Stewart's Australian-born wife, Tracey, tried to reach her husband on his cellular phone while she followed the drama on television, her brother said.
 

Chapulin

Veteran Member
I have questions about the flight path of the downed plane. It goes around DC and continues near its destination. Instead of landing they put a straight line back to their starting point in the autopilot. Why?
 

Masterphreak

Senior Member
Thought something would record all sound in cockpit, not just radio comms. Not my expertise.
Depends, smaller private aircraft are not required to have flight recorders. Sometimes it is an option that can be added if the owners want to pay the extra cost for them. It might only have a data recorder that records flight parameters. Most smaller private planes rarely have voice recorders.

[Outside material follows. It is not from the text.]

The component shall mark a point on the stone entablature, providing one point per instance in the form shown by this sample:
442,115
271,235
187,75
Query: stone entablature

They are required on all commercial aircraft.

Edited to add: Even if equipped with a voice recorder they usually only record a max of 2 hours, older models only 30 minutes. If the cause of the depressurization happened too far back in the flight before the crash, then the recorder would have recorded over it.
 

BornFree

Came This Far
Depends, smaller private aircraft are not required to have flight recorders. Sometimes it is an option that can be added if the owners want to pay the extra cost for them. It might only have a data recorder that records flight parameters. Most smaller private planes rarely have voice recorders.

They are required on all commercial aircraft.

Edited to add: Even if equipped with a voice recorder they usually only record a max of 2 hours, older models only 30 minutes. If the cause of the depressurization happened too far back in the flight before the crash, then the recorder would have recorded over it.
Doe the data recorder record loss of cabin pressure?
 

Masterphreak

Senior Member
Doe the data recorder record loss of cabin pressure?
Maybe, without knowing if or what model recorder it had. It would just be a guess. The flight was tracked down to around 10,000 feet via ADSB data. Kinda sounds like it kept flying until it ran dry. The engines would have kept providing enough electrical power via windmilling to keep electronics running for a short time after flameout. When a twin-engine jet runs out of fuel one engine usually flames out first followed shortly by the other. This causes an asymmetrical thrust situation, without pilot correction via the rudder the plane will go into a steep spiraling descent. If the pilot was already incapacitated the plane is doomed.